Discrete MCP tools vs execute_code: when each wins

When we wanted our boat agents to read SignalK — wind, position, battery, depth — over MCP, there was already a capable server for it: VesselSense/signalk-mcp-server (TypeScript, MIT). It’s well built. Our prime directive says use existing tools before building your own, and we take that seriously — our ship’s log is someone else’s plugin for exactly that reason.

We built a separate server anyway: signalk-mcp. This post is the honest version of why — because the two servers represent two genuinely different answers to the same design question, and which one you want depends entirely on what’s driving it.

The design question

How much of the query should the model write?

VesselSense answers: all of it. It exposes a single execute_code tool. The agent writes JavaScript, which runs in a sandboxed V8 isolate with access to the SignalK data model. One tool definition in the context window, unlimited query flexibility. Want the average of three battery banks, but only if the engine is off? Write the code. No server release needed.

signalk-mcp answers: none of it. It exposes discrete, named tools — read_sensor(path), battery_state(bank), depth_state(), get_active_alarms() — each with a one-argument schema and a fixed response shape. The flexibility ceiling is whatever tools the server ships.

Why execute_code wins with frontier models

If your agent is a frontier model, execute_code is hard to beat:

Token efficiency. One tool definition instead of a dozen. For long agent sessions, tool schemas are recurring context-window rent.
No n+1 round trips. A composite question (“compare house and starter bank voltage trends”) is one code block, not four tool calls.
No server roadmap coupling. The model can answer questions the server authors never anticipated.

A big model writes small JavaScript correctly nearly every time. The flexibility is real and the costs are low.

Why discrete tools win on a boat

Our target runtime is the opposite end of the spectrum: a voice assistant on the boat, designed to run against small local models, with a text-to-speech front-end and a sailor’s attention split between the agent and the water. Two things dominate that design, and neither is token efficiency:

1. Reliability. “What’s my battery?” must work every time, in swell, on the local model. A named tool with one validated argument is a much smaller ask than writing correct JavaScript against a data model the agent half-remembers. And the failure modes differ in kind: a wrong tool argument fails loudly at the schema validator; subtly wrong JavaScript fails quietly with a plausible-looking number. On a boat, the quiet failure is the dangerous one.

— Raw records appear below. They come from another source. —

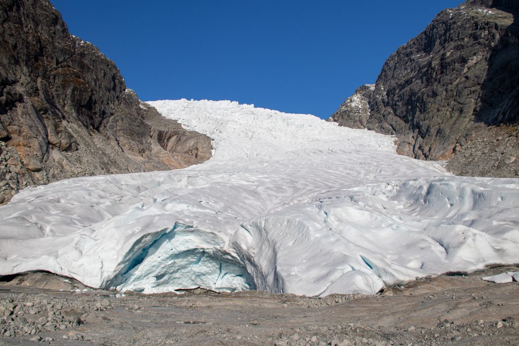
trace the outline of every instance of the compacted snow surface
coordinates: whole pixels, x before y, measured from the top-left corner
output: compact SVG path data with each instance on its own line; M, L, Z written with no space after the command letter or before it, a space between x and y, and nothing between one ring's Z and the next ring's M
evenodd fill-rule
M23 190L0 207L0 274L323 296L519 261L518 179L453 176L312 116L149 103L210 136L213 157Z

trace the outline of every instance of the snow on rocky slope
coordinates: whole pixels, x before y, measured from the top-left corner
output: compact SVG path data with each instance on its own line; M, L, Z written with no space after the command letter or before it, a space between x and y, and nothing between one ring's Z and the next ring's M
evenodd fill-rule
M519 261L519 181L453 176L393 139L229 101L149 102L206 162L64 180L0 207L0 274L145 293L308 296Z

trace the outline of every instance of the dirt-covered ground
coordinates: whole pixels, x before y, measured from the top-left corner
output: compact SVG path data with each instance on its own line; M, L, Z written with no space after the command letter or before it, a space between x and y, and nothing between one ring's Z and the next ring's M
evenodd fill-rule
M517 345L519 283L481 278L518 270L495 268L421 279L378 295L321 299L71 292L84 287L33 274L0 285L0 345Z

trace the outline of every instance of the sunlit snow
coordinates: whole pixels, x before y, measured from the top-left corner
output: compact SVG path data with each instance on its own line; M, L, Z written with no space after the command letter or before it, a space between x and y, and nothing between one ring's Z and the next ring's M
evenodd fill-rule
M319 296L519 261L519 180L455 176L313 116L149 103L211 137L213 157L24 189L0 207L0 274Z

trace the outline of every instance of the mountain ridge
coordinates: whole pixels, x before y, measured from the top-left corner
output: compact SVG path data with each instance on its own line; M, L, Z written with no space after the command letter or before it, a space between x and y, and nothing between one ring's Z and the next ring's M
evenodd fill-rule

2. A speech contract. Every signalk-mcp value carries a display string the agent speaks verbatim — "16.5 knots", "48.8 North, 123.1 West", spelled-out units, no symbols a TTS engine mispronounces, no radians, no Kelvin. The server formats; the model relays. We’ve written before about why this belongs in the tool layer and not the prompt: prompt-level formatting rules are model-dependent and leak. With execute_code, the model touches raw SignalK values (SI units, decimal degrees, ISO timestamps) on every query, so every query is a fresh chance to mispronounce the data. With discrete tools, the raw values never reach the model at all.

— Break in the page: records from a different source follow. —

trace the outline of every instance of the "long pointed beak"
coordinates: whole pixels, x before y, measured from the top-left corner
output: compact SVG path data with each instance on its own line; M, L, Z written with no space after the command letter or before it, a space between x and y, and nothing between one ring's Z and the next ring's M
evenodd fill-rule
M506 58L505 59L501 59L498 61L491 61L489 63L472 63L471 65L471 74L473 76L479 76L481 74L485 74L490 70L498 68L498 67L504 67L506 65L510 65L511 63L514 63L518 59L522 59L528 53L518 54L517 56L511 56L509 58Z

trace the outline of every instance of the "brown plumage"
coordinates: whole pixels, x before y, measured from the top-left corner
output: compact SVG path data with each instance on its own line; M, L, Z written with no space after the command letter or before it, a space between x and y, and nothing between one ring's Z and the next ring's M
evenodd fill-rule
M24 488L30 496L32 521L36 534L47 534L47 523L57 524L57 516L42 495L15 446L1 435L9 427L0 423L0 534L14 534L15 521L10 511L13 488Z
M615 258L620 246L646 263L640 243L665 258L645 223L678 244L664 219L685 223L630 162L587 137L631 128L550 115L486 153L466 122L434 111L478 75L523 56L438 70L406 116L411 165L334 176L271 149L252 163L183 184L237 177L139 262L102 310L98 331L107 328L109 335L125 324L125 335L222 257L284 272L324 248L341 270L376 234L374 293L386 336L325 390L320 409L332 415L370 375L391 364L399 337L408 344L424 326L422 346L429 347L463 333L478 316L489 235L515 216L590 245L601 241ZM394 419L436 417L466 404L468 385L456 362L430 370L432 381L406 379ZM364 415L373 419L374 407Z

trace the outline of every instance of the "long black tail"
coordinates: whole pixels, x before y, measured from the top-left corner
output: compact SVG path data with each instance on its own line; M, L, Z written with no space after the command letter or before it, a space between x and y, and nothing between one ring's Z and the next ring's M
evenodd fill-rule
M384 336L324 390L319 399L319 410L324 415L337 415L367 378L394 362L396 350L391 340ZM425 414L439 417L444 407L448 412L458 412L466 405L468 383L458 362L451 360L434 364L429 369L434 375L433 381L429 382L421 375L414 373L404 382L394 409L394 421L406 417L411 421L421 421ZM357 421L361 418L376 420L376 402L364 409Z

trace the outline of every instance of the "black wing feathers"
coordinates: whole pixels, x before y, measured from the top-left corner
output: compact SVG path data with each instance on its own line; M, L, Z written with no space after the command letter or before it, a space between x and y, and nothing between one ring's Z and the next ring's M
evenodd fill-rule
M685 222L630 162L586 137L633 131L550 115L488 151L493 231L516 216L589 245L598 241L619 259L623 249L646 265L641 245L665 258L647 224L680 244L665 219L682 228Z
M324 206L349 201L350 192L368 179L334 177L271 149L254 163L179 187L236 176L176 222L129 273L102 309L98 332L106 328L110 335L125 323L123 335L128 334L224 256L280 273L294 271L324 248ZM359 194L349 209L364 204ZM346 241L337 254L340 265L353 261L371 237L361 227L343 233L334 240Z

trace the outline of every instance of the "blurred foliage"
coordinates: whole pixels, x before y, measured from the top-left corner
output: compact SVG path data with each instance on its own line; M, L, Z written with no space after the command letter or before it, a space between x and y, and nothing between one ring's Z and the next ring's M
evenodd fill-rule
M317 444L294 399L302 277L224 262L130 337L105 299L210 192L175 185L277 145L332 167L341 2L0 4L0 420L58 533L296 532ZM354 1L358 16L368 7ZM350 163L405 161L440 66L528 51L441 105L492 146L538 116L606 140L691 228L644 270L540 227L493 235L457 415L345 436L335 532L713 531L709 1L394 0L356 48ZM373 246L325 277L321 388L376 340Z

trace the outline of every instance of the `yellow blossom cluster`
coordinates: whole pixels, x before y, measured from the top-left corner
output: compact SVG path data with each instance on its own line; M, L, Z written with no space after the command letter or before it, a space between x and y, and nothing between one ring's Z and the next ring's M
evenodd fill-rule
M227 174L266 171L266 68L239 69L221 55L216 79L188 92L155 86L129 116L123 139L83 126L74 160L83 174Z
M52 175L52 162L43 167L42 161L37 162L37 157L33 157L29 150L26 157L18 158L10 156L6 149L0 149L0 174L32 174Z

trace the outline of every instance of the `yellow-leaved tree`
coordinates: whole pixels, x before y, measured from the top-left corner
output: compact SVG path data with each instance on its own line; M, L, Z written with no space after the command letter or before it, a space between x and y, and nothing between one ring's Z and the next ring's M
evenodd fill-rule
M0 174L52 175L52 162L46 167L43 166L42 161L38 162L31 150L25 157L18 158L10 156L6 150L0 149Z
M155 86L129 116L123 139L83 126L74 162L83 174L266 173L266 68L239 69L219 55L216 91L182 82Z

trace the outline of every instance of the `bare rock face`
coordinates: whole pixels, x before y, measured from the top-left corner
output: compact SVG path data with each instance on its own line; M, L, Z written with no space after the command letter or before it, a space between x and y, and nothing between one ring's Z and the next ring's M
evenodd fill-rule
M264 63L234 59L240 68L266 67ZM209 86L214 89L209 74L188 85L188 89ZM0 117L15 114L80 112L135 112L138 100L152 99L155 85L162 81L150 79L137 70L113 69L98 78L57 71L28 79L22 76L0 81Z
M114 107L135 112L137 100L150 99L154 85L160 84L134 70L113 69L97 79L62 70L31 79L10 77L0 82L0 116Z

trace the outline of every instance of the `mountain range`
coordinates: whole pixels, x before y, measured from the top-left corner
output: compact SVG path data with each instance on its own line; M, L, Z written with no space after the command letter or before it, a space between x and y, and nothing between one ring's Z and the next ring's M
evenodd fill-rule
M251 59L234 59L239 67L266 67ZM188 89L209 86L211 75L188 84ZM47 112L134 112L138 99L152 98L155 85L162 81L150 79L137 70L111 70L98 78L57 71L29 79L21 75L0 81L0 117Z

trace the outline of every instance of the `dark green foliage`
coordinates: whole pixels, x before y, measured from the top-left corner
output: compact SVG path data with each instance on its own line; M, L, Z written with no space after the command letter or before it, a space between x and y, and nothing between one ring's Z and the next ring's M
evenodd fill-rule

That second point keeps proving itself. The same week we wrote this, we watched a capable cloud model restyle a coordinate string three different ways through three increasingly strict prompt instructions — and stop only when the tool returned one pre-assembled sentence to relay. Models reformat whatever they’re allowed to reassemble. Tools that want deterministic output must hand over finished strings.

So which one do you want?

	execute_code (VesselSense)	discrete tools (signalk-mcp)
Best driver	frontier model	small/local or voice-first model
Query flexibility	unlimited	fixed tool surface
Context cost	one tool schema	one schema per tool
Composite queries	one call	several calls
Failure mode	quiet (wrong code, plausible output)	loud (schema rejection)
TTS output	model formats raw values	server-formatted `display` strings
New question support	immediate	needs a server release

Neither column is “better.” If you’re driving SignalK with a frontier model and want maximum flexibility, use VesselSense — genuinely. If you want simple, reliable, speakable tools for a voice-first agent, that’s what signalk-mcp is for.

The deeper takeaway isn’t about boats: tool design is model-targeting. The same backend deserves a different MCP surface depending on who’s calling. Token-efficient power tools for big models; validated, pre-formatted, single-purpose tools for small ones. Pick the surface for the agent you actually run.